The condition that needs to be satisfied is as follows,

2n + 3 >= c.g (n)

It is quite clear, due to the constant value 3 on the LHS, that if we put 'n' on the RHS, this equation will become valid.

2n + 3 >= 1.n

This equation will hold true for all positive values of 'n' when c is 1.

Therefore we can say,

f (n) >= n, for n >= 1
or,
f (n) = Ω (n)

Theta – The Average Bound

function f (n) belongs to theta of g (n) if there exist positive constants c1, c2, and n0 such that for all values of n greater than n0, the value of f (n) is sandwiched between c1 times g (n) and c2 times g(n).

Let’s quickly calculate the required g (n) function. We have already found this in the previous two examples, so I’ll keep it short.

The condition that needs to be satisfied is as follows,

c1.g(n) <= f (n) <= c2.g(n)

or,

1.n <= 2n + 3 <= 5.n

This gives us,

c1 = 1,
c2 = 5,
g (n) = n,
n0 = 1

Thus we can write,

n <= f (n) <= n
or,
f (n) = Θ (n)

In all three scenarios, we found the g (n) to be ‘n’. So, you must be wondering, what’s the difference between big-oh, big-omega, and theta function.

In one of the previous post of this series, we came across different types of time functions and their order, starting from the lowest to highest.
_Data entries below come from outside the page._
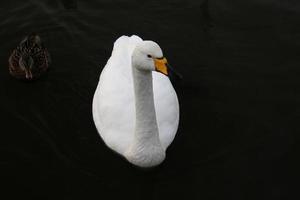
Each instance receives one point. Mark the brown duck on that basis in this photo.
(30, 59)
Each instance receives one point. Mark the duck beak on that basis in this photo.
(161, 65)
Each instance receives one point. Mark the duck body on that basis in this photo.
(30, 59)
(136, 112)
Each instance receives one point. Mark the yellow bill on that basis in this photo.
(161, 65)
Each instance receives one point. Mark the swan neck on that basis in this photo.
(146, 125)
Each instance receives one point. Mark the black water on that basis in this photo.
(239, 100)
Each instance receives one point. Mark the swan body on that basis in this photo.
(135, 108)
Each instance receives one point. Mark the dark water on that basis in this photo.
(239, 100)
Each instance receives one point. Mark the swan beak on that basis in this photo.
(161, 65)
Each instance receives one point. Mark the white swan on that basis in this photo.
(135, 109)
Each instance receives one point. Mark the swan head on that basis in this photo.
(148, 56)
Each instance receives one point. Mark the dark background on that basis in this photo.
(239, 100)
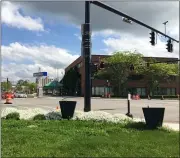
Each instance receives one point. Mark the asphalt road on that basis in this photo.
(107, 105)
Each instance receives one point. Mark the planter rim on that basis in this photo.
(153, 108)
(68, 101)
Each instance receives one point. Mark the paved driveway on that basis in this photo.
(108, 105)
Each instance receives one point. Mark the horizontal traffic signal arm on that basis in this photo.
(111, 9)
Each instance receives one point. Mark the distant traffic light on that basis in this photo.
(169, 46)
(152, 38)
(131, 67)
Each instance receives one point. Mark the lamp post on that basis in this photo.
(86, 47)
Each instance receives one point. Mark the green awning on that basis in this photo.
(53, 85)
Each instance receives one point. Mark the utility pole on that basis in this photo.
(86, 44)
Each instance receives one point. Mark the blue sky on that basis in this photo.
(60, 35)
(47, 36)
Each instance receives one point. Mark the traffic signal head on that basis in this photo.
(152, 38)
(148, 64)
(101, 65)
(94, 68)
(169, 46)
(131, 67)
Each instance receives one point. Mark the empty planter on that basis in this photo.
(154, 117)
(67, 108)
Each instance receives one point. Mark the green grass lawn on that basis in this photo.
(85, 138)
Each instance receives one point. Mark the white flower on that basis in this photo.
(53, 116)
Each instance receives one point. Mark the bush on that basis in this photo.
(39, 117)
(165, 96)
(14, 116)
(54, 116)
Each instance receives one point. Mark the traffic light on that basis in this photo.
(148, 64)
(101, 66)
(131, 67)
(169, 46)
(152, 38)
(94, 68)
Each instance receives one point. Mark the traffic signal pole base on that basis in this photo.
(129, 115)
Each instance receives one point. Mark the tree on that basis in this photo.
(118, 69)
(6, 86)
(32, 87)
(159, 72)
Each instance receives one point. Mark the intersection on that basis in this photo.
(100, 104)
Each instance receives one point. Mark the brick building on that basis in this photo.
(100, 87)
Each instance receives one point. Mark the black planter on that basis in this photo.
(154, 117)
(67, 108)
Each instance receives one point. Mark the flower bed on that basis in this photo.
(29, 114)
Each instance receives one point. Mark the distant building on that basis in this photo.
(100, 87)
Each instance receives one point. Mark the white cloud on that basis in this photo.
(11, 16)
(141, 45)
(48, 58)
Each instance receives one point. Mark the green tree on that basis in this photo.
(118, 69)
(6, 86)
(159, 72)
(32, 87)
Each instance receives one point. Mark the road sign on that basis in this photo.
(39, 74)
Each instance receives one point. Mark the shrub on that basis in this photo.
(39, 117)
(14, 116)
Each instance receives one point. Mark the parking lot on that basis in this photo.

1 < log (n) < sqrt (n) < n < n^2 < n^3 … 2^n < 2^n … < n^n

Based on this functions’ degree level, we can say, Big-Oh can be any of the functions bigger than ‘n’. That is, all the following is true but we always consider the closest one to be the one.

f (n) = O (n^2)
f (n) = O (n^3)
.
.
.
f (n) = O (n^n)

Similarly, big-omega can be any of the functions smaller than ‘n’.

f (n) = Ω (sqrt (n))
f (n) = Ω (log n)
f (n) = Ω (1)

But, the theta function can only be the one that we found out.